Please provide complete information as applicable to your setup.

• Hardware Platform (Jetson / GPU) Jetson
• DeepStream Version 7.1`
• JetPack Version (valid for Jetson only) 6.2
• TensorRT Version 10.3.0.26
• NVIDIA GPU Driver Version (valid for GPU only)
• Issue Type( questions, new requirements, bugs) Question
• How to reproduce the issue ? (This is for bugs. Including which sample app is using, the configuration files content, the command line used and other details for reproducing)

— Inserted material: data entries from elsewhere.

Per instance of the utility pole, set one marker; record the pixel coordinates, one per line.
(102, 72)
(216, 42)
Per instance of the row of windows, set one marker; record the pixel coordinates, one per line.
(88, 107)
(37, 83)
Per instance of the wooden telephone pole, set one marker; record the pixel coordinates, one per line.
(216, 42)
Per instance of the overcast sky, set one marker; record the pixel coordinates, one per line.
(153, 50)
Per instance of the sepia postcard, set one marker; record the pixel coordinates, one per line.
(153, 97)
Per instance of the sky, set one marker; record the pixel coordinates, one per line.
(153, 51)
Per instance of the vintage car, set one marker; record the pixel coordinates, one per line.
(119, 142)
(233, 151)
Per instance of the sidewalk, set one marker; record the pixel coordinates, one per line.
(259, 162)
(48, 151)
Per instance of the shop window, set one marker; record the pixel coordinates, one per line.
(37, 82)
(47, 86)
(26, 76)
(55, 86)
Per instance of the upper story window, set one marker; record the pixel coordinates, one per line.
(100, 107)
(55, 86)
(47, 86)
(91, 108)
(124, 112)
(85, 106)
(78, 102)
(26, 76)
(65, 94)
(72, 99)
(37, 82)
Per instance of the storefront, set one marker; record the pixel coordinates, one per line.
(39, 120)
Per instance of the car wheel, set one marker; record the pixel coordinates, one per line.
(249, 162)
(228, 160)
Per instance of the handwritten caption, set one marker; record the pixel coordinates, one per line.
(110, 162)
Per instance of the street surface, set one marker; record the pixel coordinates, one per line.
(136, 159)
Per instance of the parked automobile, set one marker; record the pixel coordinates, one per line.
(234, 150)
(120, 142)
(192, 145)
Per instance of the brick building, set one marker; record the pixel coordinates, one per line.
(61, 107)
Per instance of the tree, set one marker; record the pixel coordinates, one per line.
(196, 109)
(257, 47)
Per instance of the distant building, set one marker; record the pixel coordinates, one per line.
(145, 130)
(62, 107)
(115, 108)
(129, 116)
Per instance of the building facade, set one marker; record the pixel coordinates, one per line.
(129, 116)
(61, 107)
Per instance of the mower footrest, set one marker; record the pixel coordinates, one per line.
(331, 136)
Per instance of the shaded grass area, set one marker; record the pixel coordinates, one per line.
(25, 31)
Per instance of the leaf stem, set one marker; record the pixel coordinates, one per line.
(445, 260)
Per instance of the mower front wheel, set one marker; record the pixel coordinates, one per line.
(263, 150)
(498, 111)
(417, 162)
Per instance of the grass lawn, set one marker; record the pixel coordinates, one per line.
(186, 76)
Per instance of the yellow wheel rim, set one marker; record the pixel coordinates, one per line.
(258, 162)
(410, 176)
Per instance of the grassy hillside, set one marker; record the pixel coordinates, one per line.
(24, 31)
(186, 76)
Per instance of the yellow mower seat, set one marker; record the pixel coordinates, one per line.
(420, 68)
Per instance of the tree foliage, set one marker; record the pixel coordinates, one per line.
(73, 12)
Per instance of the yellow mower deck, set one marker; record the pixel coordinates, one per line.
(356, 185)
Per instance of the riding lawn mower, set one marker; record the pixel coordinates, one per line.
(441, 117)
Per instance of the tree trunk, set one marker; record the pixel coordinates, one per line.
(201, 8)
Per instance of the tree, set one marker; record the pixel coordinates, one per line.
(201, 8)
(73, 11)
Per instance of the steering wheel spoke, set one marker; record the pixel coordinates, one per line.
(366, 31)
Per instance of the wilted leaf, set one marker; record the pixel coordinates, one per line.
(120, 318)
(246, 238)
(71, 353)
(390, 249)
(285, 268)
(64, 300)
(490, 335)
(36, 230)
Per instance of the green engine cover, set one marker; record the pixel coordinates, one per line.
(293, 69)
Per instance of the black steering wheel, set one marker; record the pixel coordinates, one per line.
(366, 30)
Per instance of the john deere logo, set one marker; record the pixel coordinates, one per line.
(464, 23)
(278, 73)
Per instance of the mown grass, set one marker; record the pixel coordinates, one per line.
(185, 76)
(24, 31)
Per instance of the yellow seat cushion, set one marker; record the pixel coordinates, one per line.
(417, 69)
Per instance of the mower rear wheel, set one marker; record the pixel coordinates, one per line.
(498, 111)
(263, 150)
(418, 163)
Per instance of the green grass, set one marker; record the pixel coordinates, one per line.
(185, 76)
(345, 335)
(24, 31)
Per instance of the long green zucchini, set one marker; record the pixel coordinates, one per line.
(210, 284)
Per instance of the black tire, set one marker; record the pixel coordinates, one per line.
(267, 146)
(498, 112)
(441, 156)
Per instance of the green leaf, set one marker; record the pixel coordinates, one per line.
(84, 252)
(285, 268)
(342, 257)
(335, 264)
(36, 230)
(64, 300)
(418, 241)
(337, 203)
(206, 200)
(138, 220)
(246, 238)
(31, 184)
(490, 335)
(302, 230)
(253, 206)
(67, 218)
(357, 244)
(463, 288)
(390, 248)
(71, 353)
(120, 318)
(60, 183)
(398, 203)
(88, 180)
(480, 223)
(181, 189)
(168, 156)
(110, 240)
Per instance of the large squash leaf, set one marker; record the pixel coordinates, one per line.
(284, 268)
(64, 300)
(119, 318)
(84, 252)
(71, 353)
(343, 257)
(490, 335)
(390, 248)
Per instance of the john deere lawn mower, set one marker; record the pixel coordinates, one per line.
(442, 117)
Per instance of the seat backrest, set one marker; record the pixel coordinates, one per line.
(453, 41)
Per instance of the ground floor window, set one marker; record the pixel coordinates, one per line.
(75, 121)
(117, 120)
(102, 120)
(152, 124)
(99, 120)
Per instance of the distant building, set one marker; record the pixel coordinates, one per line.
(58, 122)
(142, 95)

I’m working with a DeepStream 7.1 pipeline on Jetson Orin NX where I use nvinferserver for inference through Triton Inference Server. I would like to enable zero-copy to avoid unnecessary memory transfers and improve performance.

Could you please guide me on how to enable/configure zero-copy in this setup?

  • Is it supported on Jetson with nvinferserver?

  • Are there specific DeepStream or Triton configurations I need to set?

Thanks in advance!

nvinferserver supports CAPI and GRPC mode. which mode do you want to use?

I’ll be using GRPC

are the client and server on the same Jetson device? AKY, In GPRC mode, input tensors and inference results need to be passed by GRPC protocol, hence memory copy and transfer are unavoidable.
If on dgpu, configuration enable_cuda_buffer_sharing can be used to pass input tensors with CUDA buffer sharing.

Does that mean using GRPC zero copy is not possible even if the client and server are on the same Jetson device ?

Also if I use CAPI is it possible to do zero copy on Jetson? Based on the deepstream 7.1 nvinferserver properties it says enable_cuda_buffer_sharing is not supported on jetson devices

And if I do wanted to use zero copy on jetson devices what configuration would you suggest.

  1. Yes, Currently using GRPC zero copy is not possible. nvinferserver plugin and low-level opensource are opensource.
  2. If using CAPI, there is no extra memory copy. the preprocessed GPU input tensors will be passed to triton API. ninfersever also supports output GPU memory by “output_mem_type”.
  3. If you concern about performance, you may use CAPI mode. If you want to do custom popostprocessng to the inference GPU data, Please refer to the sample deepstream-infer-tensor-meta-test.

Is possible to do zero copy using HTTP protocol on jetson?

DeepStream nvinferserver plugin only supports CAPI and GRPC mode.

Is it possible to achieve zero-copy on Jetson with two different Docker containers?

  1. DeepStream container runs the video analytics pipeline
  2. Triton server container runs the model

Is above configuration possible? Or we must use the “CAPI” meaning linking .so files with the DeepStream application?

Our fundamental goal is to keep the DeepStream and the Triton separate.

@hatake_kakashi
are the client and server on the same Jetson device? You may nvinferserver grpc mode to achieve the point 1 and 2 you mentioned.
regarding zero-copy, what processing do you mean? If you want to keep the DeepStream and the Triton separate, you have to use GRPC mode. As written above, In GPRC mode, Currently input tensors and inference results need to be passed by GRPC protocol, hence memory copy and transfer are unavoidable. Why not use use CAPI mode? why do you need to use a standalone triton docker? Thanks!

are the client and server on the same Jetson device?

Yes, they’re both on the same Jetson device.

You may nvinferserver grpc mode to achieve the point 1 and 2 you mentioned

Earlier, we were under the impression that zero-copy will work with gRPC, but as you pointed out it seems that is not possible.

We have the following pipeline:

  • Our DeepStream pipeline is supposed to read the input frames
  • Pass it to Triton and the Triton detects the objects. Triton passes the objects back to the DeepStream
  • DeepStream takes it from there and continues with rest of the logic

Two most important priorities are:

  • It must be zero-copy
  • Both Triton and DeepStream need to be separate processes

If you want to keep the DeepStream and the Triton separate, you have to use GRPC mode

But since it doesn’t support zero-copy then it may not be an option for us.

Why not use use CAPI mode?

We are not strictly against this, just want to keep the architecture simple. If this is the only way to achieve zero-copy then we will do it.

why do you need to use a standalone triton docker?

The reason behind this is we want to keep the pipeline (DeepStream) separate from the models (Triton) so that it is easier to maintain for us.

Could you tell me if that is possible? Or, the only way to do it is using the CAPI and .so file integration?

Hi @fanzh awaiting response. Thanks!

In GPRC mode, Currently input tensors and inference results need to be passed by GRPC protocol. Please use CAPI mode for a higher performance.